OSKM may no longer be the epigenetic reset cocktail of choice; one study had shown that SKM, without Oct4, may be sufficient for this reset and that Oct4 may be unnecessary and dangerous.

December

LEAF Activities

We interviewed Professor Brian Kennedy of the National University of Singapore about rapamycin and how it relates to the mTOR pathway, and he stressed the importance of developing therapies against aging in Singapore, which is suffering from a severely aging population. We also interviewed Dr. Greg Potter, who offers practical advice on what people can do to lengthen their lives.

Research

It turns out that harmful changes to your gut microbiome can happen as early as your 30s, causing the onset of the age-related inflammation known as inflammaging.

This piece of research seemingly brings together two entirely disparate topics: in a basic model of aging, caloric restriction has been shown to slow genomic instability, as less stress is placed upon RNA replication machinery.
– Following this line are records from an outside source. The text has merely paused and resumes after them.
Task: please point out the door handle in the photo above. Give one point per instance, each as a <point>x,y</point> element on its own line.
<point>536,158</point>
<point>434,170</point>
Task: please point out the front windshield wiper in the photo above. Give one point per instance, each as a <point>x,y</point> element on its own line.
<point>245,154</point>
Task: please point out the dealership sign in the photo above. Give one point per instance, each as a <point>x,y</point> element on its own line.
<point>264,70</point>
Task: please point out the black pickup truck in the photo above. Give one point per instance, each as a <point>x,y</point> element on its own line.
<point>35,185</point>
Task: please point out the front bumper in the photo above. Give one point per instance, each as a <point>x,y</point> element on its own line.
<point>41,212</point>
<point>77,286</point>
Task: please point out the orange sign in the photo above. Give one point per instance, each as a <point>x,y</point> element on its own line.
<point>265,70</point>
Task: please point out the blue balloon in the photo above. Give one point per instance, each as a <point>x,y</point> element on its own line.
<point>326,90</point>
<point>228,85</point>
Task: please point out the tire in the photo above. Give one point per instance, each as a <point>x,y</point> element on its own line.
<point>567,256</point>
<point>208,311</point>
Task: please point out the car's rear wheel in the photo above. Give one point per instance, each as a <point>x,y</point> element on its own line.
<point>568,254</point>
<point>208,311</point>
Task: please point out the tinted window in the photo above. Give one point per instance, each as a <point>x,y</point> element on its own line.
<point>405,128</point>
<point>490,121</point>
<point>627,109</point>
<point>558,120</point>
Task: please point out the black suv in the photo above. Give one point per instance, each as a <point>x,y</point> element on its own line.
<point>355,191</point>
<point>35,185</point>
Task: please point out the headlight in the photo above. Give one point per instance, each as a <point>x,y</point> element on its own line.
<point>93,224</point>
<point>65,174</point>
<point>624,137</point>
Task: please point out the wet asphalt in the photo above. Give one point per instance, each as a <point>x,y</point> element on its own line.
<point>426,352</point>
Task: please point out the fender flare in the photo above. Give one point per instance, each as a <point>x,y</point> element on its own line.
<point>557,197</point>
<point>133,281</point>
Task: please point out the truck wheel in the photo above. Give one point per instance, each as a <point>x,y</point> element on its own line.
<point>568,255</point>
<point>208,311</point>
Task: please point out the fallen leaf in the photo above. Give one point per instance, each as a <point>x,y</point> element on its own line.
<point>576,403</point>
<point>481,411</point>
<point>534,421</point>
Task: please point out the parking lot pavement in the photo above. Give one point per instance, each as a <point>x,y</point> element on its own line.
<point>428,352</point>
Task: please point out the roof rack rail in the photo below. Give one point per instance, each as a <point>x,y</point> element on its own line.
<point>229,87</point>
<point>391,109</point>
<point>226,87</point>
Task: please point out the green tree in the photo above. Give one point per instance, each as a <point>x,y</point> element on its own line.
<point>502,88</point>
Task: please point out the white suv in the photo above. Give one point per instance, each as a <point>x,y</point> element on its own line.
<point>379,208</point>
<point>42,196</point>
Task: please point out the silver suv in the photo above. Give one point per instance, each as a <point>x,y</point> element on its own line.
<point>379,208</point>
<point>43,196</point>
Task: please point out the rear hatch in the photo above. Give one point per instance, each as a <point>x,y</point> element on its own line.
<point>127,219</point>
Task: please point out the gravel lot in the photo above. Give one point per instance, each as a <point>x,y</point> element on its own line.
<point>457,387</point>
The growth of LEAF has continued throughout 2019, as we continue to publish well-read articles and scientific communication related to life extension, and we are proud to be at the forefront of this emerging industry. With your support, our site’s traffic has grown past fifty thousand readers a month, and we have grown into a sponsor of multiple successful Lifespan.io campaigns and a creator of easy-to-understand science communication videos focused on educating the public about the whys and wherefores of rejuvenation biotechnology.

If you’d like to help us in our mission of bringing us closer to a world without deadly age-related diseases, there are multiple ways to support us.

We look forward to 2020, not just for our own continued growth and our third upcoming conference, but for the critical research that has yet to be done along with the clinical trials and effective, life-saving therapies that will be developed!